- Born: 1956 (age 68–69)

Academic background
- Education: BSc, applied mathematics and economics, MA, 1979, Yale University PhD, economics, 1986, Harvard University
- Thesis: Essays on capital structure (1986)

Academic work
- Institutions: University of Alberta
- Website: randallmorck.ca

= Randall Morck =

Canadian economist

Randall Karl Morck (born 1956) is a Canadian economist. He holds the Stephen A. Jarislowsky Distinguished Chair in Finance and a Distinguished University Professorship at the University of Alberta's Alberta School of Business.

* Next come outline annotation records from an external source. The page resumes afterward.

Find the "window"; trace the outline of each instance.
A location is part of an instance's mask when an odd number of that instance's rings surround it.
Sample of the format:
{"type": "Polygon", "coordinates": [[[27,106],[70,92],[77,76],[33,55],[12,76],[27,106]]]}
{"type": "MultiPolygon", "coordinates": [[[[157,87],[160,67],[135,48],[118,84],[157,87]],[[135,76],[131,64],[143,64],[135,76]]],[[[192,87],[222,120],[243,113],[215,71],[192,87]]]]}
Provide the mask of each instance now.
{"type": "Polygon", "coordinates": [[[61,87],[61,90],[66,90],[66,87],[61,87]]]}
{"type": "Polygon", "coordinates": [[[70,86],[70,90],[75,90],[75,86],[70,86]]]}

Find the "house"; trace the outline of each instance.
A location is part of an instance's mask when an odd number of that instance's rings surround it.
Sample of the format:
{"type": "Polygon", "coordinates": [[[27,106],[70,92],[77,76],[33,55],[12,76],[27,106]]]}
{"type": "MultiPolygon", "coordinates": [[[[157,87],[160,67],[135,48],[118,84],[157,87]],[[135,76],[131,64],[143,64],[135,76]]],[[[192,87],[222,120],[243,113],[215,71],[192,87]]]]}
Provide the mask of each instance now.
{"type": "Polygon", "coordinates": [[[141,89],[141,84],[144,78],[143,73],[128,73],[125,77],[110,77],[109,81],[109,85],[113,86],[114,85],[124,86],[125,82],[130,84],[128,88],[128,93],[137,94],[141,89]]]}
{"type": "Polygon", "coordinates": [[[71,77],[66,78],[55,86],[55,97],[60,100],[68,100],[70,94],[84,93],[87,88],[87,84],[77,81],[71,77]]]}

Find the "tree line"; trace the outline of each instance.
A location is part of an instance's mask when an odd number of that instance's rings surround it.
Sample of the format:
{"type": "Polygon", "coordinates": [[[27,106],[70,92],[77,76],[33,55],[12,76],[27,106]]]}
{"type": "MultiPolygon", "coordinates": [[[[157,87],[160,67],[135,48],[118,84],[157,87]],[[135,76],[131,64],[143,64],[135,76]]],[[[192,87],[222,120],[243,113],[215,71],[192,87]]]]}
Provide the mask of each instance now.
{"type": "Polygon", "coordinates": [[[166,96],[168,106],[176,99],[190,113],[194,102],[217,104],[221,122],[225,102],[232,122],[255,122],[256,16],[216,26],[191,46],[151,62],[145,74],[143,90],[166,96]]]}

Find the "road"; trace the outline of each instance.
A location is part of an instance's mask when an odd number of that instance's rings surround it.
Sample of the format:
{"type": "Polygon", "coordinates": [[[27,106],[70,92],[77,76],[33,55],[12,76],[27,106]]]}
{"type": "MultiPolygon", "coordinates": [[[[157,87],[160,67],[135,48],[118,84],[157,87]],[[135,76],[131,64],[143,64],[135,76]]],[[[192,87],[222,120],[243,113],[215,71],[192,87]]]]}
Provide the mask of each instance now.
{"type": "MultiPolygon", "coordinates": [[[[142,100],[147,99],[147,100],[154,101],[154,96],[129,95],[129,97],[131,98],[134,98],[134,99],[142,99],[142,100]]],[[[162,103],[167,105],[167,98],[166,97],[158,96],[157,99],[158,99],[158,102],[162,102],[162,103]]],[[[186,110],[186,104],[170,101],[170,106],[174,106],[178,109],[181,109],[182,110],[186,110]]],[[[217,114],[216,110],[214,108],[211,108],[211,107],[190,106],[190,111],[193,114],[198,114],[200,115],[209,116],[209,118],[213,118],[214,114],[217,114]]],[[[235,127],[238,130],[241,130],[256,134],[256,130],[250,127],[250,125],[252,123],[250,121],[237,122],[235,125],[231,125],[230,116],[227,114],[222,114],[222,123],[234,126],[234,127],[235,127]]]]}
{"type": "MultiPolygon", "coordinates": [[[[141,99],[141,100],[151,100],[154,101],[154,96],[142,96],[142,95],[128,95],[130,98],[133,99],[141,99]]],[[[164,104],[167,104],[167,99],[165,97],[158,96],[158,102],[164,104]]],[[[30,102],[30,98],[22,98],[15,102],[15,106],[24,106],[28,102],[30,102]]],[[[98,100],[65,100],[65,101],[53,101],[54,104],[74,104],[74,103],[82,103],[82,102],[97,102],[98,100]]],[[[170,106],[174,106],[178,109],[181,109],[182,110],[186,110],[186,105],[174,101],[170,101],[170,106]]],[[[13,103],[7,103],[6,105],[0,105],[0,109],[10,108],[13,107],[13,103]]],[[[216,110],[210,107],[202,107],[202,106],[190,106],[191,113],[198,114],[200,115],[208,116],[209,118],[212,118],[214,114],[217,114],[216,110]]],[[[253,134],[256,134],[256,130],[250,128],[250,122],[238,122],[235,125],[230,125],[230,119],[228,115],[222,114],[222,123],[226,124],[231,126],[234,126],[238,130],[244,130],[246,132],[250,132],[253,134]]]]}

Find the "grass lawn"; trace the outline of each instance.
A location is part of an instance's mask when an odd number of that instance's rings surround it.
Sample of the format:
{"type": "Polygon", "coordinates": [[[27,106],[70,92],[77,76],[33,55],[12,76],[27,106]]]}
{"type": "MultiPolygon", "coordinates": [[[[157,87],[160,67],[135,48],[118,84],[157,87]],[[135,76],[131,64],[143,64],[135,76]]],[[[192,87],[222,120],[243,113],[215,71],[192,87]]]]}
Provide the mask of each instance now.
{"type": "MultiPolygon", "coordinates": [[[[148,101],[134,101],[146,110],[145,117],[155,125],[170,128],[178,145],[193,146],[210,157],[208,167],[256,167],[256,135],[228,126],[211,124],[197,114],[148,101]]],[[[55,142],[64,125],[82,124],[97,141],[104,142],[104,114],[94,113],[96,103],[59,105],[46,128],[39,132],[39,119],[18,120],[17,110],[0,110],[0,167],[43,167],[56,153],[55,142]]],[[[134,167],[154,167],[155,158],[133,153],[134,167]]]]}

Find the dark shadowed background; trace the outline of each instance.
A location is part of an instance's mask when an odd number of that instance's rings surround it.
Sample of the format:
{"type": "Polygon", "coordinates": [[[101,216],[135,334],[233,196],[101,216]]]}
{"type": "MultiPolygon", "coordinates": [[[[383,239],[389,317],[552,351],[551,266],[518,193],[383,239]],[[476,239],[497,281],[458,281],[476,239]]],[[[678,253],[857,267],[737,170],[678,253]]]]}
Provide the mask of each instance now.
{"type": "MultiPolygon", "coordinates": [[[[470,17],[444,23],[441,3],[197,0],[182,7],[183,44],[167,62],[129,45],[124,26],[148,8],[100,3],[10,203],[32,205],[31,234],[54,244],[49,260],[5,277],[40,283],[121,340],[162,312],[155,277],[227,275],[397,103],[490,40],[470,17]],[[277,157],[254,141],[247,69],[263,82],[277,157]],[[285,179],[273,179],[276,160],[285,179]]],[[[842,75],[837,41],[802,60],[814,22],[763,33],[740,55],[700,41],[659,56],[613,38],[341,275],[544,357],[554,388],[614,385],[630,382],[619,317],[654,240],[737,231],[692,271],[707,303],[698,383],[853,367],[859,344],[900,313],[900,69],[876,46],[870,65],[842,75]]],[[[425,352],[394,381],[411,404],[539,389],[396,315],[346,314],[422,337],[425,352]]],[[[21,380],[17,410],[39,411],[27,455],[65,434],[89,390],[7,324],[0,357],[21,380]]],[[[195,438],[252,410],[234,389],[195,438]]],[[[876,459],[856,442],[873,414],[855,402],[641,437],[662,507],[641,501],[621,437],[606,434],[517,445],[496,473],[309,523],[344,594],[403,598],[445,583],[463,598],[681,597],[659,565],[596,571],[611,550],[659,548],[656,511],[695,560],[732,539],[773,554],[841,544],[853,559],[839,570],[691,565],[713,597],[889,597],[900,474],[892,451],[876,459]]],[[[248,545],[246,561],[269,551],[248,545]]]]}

==Early life and education==
Morck was born in 1956. Morck graduated summa cum laude in applied mathematics and economics from Yale in 1979, and earned his PhD from Harvard University in 1986.

==Career==
Upon completing his PhD, Morck joined the faculty at the University of Alberta in July 1986 as an assistant professor. In 1992, Morck was granted the Stephen A. Jarislowsky Distinguished Chair in Finance. and received the University of Alberta's highest academic honour, a University Professorship. He also served as Visiting Professor of Economics at Harvard, Mackenzie-king Visiting Chair at Harvard, and Sloan Visiting Professor at Yale. In 2011, Morck received the Bank of Canada's 2011 Fellowship Award as his research "is highly relevant to the Bank’s work in monetary policy and financial stability."

Morck studies corporate governance, the functioning of financial markets and institutions, and world financial history. Morck edited History of Corporate Governance around the World published in 2005 by the National Bureau of Economic Research and the University of Chicago Press. Later, he helped the University of Alberta launch its master of financial management program in Shenzhen, China.